Vous prenez le petit déjeuner avec l’une et vous préparez votre dîner avec l’autre. La première vous réveille avec les nouvelles du monde et annonce l’actualité qui va rythmer la journée. La seconde accompagne les dernières nouvelles du jour. Florence Paracuellos pilote le journal de 8h sur France Inter, le journal le plus écouté en radio avec près de 2,3 millions d’auditeurs. Hélène Fily est aux manettes du 19h. Deux grands rendez-vous d’information pour lesquels travaille toute la rédaction de France Inter, en préparant des reportages, des décryptages, des analyses qui touchent tous les domaines de l’information, la politique, l’économie, le social, le judiciaire, la santé, l’éducation, la culture…
Comment faire le tri entre toutes les informations pour vous délivrer un journal complet qui fait la synthèse de l’actualité ? Quelles sont les contraintes de cet exercice journalistique très millimétré ? Le rendez-vous de la médiatrice vous propose ce matin de découvrir les coulisses du 8h et du 19h de France Inter.

Emmanuelle Daviet : Avant d’aborder les questions de fond, évoquons un peu votre quotidien Florence Paracuellos, à quelle heure sonne le réveil ?

Florence Paracuellos : Alors moi, j’ai une vie qui fait vraiment rêver puisque mon réveil sonne à 1 h 45 la nuit du lundi au vendredi.

Emmanuelle Daviet : Et vous arrivez à l’heure à la radio ?

Florence Paracuello : J’arrive vers 2h30 à la radio.

Emmanuelle Daviet : Et vous, Hélène Fily ?

Hélène Fily : Beaucoup plus tard, évidemment, puisque moi, ma journée commence en milieu de matinée, la plupart du temps.

Emmanuelle Daviet : Une question que se posent les auditeurs, pourquoi faut-il autant de temps pour préparer un journal ? Florence Paracuellos très concrètement, quelles sont toutes les étapes qui précèdent votre entrée en studio ? Evidemment, pour présenter le 8h, mais auparavant, vous présentez également le 6 h 30 ?

Florence Paracuellos : Tout ça, ça prend du temps parce qu’il faut savoir de quoi on parle.

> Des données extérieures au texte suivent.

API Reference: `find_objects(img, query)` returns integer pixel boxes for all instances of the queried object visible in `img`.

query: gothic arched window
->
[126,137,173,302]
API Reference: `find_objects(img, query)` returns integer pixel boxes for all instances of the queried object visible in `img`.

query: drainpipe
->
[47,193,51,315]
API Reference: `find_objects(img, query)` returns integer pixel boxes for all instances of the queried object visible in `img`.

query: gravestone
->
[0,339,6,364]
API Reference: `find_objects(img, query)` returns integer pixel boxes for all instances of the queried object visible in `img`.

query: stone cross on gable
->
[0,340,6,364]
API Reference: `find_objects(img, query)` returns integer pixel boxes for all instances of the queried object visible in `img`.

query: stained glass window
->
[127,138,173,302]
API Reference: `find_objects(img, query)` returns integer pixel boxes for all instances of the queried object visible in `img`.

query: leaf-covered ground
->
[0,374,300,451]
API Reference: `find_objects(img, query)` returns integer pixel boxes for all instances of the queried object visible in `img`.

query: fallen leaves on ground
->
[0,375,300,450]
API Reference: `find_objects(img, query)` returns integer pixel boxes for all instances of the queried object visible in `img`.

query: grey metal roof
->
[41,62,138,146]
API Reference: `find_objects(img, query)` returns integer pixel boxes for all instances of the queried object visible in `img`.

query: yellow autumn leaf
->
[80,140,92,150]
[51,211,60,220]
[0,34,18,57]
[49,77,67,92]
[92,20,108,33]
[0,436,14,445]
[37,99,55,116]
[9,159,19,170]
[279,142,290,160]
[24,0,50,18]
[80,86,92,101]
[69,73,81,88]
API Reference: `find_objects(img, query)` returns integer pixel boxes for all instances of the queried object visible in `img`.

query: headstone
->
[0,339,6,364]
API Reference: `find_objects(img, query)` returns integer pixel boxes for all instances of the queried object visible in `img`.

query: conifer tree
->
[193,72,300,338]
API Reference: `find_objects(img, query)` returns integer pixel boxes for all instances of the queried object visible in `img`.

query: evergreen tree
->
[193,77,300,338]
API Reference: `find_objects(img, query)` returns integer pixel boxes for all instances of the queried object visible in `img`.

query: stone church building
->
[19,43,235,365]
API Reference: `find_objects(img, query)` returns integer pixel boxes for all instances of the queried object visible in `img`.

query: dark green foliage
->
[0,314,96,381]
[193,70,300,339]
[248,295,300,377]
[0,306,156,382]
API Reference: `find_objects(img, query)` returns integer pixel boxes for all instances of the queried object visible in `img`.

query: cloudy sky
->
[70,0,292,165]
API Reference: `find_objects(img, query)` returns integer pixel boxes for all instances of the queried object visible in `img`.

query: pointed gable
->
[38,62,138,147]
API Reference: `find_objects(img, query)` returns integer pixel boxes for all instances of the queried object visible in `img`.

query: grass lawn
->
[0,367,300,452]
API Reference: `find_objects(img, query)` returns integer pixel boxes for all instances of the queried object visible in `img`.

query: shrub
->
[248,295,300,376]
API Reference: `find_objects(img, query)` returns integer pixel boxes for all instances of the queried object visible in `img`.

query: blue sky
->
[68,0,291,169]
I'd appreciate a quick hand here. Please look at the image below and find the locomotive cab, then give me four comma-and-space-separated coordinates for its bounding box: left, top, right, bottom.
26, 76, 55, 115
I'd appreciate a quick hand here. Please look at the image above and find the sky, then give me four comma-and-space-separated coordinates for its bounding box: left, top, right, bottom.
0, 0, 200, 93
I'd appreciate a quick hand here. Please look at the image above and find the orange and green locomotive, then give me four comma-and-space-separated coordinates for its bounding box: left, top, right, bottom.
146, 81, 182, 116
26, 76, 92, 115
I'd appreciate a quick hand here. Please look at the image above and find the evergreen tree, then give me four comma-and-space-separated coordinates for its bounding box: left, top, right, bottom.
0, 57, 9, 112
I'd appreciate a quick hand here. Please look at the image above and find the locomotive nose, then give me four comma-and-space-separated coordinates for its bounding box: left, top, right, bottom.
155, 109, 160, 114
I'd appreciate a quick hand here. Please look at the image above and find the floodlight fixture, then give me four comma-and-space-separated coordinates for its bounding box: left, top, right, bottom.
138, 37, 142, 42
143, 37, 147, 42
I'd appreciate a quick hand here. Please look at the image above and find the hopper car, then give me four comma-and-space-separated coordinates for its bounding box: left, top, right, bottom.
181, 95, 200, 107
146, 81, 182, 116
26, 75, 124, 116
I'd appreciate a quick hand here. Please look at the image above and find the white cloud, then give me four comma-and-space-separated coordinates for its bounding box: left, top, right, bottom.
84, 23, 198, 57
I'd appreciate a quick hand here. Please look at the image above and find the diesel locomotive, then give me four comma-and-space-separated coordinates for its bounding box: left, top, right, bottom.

Donc moi, quand j’arrive à 2h30 du matin, mais c’est pareil pour Hélène évidemment, je commence par remonter le fil des dépêches AFP qui est l’agence qui nous fournit énormément d’informations pour voir ce qui s’est passé dans la nuit. Je lis la presse qui nous arrive assez tôt le matin. On écoute avec mes camarades Anaïs Feuga, Alexis Morel, tous les éléments qui ont été fabriqués pour la matinale la veille. Donc les reportages, les analyses, les décryptages, les interviews. On écoute tout ça. C’est l’équivalent d’une quarantaine d’éléments d’1minute, 1 minute 30. Et ensuite, on se réunit avec notre rédacteur en chef, Mickaël Thébault, à 4h du matin pour la conférence de rédaction pendant laquelle on va décider qui fait quoi, qui ouvre avec quoi, c’est à dire qui met quoi comme premier sujet dans son journal. On va faire en sorte de ne pas se répéter entre nous, de ne pas donner exactement les mêmes informations, de ne pas traiter les mêmes angles pour que l’auditeur qui écoute sur la longueur n’ai pas l’impression d’entendre tout le temps la même chose. Tout ça, ça prend du temps. Et ensuite, une fois qu’on a décidé tout ça, il faut écrire les journaux, donc écrire le 6 h 30 et puis ensuite écrire le journal de 8 h.

Emmanuelle Daviet : Donc à la conférence de rédaction, vous n’êtes que quatre ?

Florence Paracuellos : La conférence de rédaction on est que quatre, c’est la seule de la journée ou on est si peu, et bien réveillés !

Emmanuelle Daviet : Tout à fait différente : la conférence de rédaction du matin…

Hélène Fily : Alors oui, celles de la journée. Elles sont très différentes. Il y a d’abord celle du matin où il y a un « débrief » de la matinale en tout début. Et là, autour de la grande table de la conférence de rédaction, vous avez les présentateurs, le directeur de la rédaction, le chef des infos et tous les chefs de services, les services politique, étranger, culture, tous les services de la rédaction. Un représentant, chef de service qui vient pour (on dit ça comme ça, c’est le jargon) « vendre » ses sujets, ses titres de l’actu, qu’est-ce qui va se passer dans mon domaine aujourd’hui, il y a un grand tour qui est fait et c’est sur cette base ensuite qu’on va décider des sujets qu’on traite. Ça, c’est la conférence de rédaction de 9 h et puis on a la même à 15 h pour préparer les journaux du soir.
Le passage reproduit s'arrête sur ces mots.